Ty earned her B.A. in American Politics and African American Studies from the University of Virginia and her J.D. from Howard University School of Law.
Zoë Neuberger, Senior Policy Analyst, Center on Budget and Policy Priorities
Neuberger, a Senior Policy Analyst, joined the Center in May 2001. She works on nutrition assistance programs. Neuberger provides analytic and technical assistance on child nutrition programs such as WIC and school lunches to policymakers and state-level non-profit groups.
Previously she worked as an analyst at the White House Office of Management and Budget, where she was responsible for oversight of over $30 billion in federal spending on TANF, child care, child nutrition, WIC, and low-income tax credits.
She holds a law degree from Yale University and a Master in Public Policy degree from Harvard’s Kennedy School of Government.
Solianna Meaza, Director of Policy and Advocacy, 1,000 Days
Solianna is the Director of Policy and Advocacy at 1,000 Days. In this role, she leads the domestic and global nutrition policy and advocacy agenda for 1,000 Days.
Prior to joining 1,000 Days, Solianna was a Senior Consultant at Guidehouse, formerly known as PwC Public Sector. At Guidehouse, she led a team supporting the President’s Emergency Plan For AIDS Relief (PEPFAR) that focused on financial data aggregation, analysis, and visualization to provide data-driven recommendations to improve the PEPFAR portfolio.
Throughout her career, Solianna held progressive leadership roles at international development organizations including the Eleanor Crook Foundation, United States Agency for International Development (USAID), and worked at the US House of Representatives. At USAID, she served as a political appointee in the Office of the Administrator under the Obama Administration.
Solianna received her bachelor’s degree in Political Science from North Carolina State University.

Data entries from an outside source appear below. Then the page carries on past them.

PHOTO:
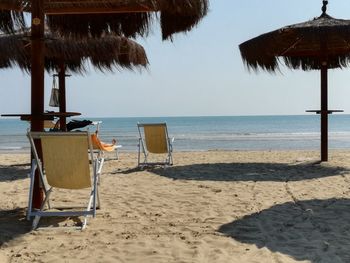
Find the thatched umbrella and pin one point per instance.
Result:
(127, 17)
(319, 44)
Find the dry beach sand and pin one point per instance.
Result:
(216, 206)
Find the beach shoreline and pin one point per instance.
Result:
(210, 206)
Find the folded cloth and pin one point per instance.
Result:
(97, 144)
(75, 124)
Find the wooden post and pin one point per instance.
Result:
(37, 84)
(62, 94)
(324, 112)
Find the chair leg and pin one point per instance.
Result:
(31, 186)
(37, 218)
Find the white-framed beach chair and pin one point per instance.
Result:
(154, 139)
(68, 163)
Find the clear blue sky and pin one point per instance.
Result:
(200, 73)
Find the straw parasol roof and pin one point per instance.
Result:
(124, 17)
(106, 53)
(301, 46)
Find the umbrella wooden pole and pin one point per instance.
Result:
(324, 113)
(62, 94)
(37, 85)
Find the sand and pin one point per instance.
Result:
(216, 206)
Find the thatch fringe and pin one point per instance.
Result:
(106, 54)
(177, 19)
(11, 21)
(80, 26)
(175, 16)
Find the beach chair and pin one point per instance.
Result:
(154, 139)
(68, 163)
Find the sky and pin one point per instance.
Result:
(200, 73)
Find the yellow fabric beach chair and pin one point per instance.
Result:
(154, 139)
(68, 163)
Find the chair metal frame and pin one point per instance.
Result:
(94, 199)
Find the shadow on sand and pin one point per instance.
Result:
(249, 172)
(313, 230)
(14, 172)
(13, 224)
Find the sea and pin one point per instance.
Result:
(297, 132)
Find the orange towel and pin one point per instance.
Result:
(97, 144)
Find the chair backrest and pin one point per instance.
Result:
(65, 158)
(155, 136)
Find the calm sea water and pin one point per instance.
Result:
(210, 133)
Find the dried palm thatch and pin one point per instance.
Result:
(106, 54)
(305, 45)
(124, 17)
(10, 19)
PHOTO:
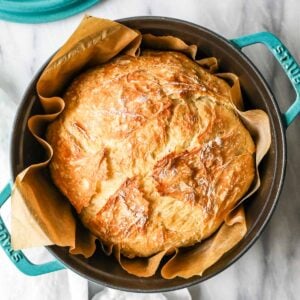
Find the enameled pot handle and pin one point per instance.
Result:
(17, 257)
(286, 60)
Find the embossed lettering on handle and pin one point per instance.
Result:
(286, 60)
(17, 257)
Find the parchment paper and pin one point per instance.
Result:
(43, 215)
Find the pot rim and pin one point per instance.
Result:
(199, 279)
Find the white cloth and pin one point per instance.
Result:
(110, 294)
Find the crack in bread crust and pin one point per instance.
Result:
(150, 152)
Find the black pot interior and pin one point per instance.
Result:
(105, 270)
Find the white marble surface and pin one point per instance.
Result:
(271, 269)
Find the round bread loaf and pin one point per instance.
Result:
(150, 152)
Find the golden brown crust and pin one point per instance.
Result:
(150, 152)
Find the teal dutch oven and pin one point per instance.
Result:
(105, 270)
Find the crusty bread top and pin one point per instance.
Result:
(150, 152)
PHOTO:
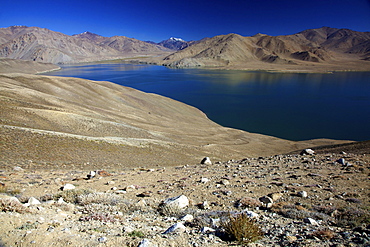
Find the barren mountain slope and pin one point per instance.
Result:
(69, 120)
(43, 45)
(20, 66)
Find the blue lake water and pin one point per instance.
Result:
(294, 106)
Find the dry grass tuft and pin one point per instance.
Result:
(242, 228)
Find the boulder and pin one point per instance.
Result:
(68, 187)
(267, 201)
(176, 228)
(206, 161)
(178, 202)
(307, 151)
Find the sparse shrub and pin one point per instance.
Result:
(72, 195)
(136, 233)
(325, 234)
(9, 191)
(242, 228)
(99, 198)
(12, 205)
(248, 202)
(103, 217)
(352, 217)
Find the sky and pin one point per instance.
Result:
(187, 19)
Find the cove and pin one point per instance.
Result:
(293, 106)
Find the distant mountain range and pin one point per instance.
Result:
(325, 46)
(321, 45)
(43, 45)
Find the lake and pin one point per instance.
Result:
(293, 106)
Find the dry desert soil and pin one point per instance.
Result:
(77, 169)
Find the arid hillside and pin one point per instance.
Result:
(316, 49)
(43, 45)
(76, 121)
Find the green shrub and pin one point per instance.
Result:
(242, 228)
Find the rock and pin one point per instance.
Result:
(307, 151)
(178, 202)
(176, 228)
(187, 218)
(18, 168)
(206, 161)
(267, 201)
(225, 182)
(102, 239)
(206, 229)
(275, 196)
(130, 188)
(311, 221)
(91, 174)
(68, 187)
(251, 214)
(302, 194)
(33, 201)
(342, 161)
(204, 205)
(146, 243)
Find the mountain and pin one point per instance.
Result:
(326, 46)
(175, 43)
(43, 45)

She lives in Washington D.C. with her husband and rescue dog, Evie.
Georgia Machell, Chief Operating Officer, National WIC Association
Georgia is responsible for directing program operations for NWA. This involves managing the NWA staff and working closely with senior management to ensure the Association develops projects, programming, and products that support the mission and vision of NWA. In addition, Georgia develops WIC research priorities and leads efforts to connect NWA members with new research findings and provides guidance on planning, conducting, and communicating WIC research.
Monica Beltran, Program Officer, W.K. Kellogg Foundation
Monica Beltran is a program officer for the W.K. Kellogg Foundation in Michigan. In this role, she supports the foundation’s systems change efforts to promote thriving children, working families and equitable communities.
She focuses on systems impact and health equity. She brings maternal and child health expertise, professional experience working directly with public health agencies to address inequities in birth outcomes, experience in philanthropy and a passion for social justice.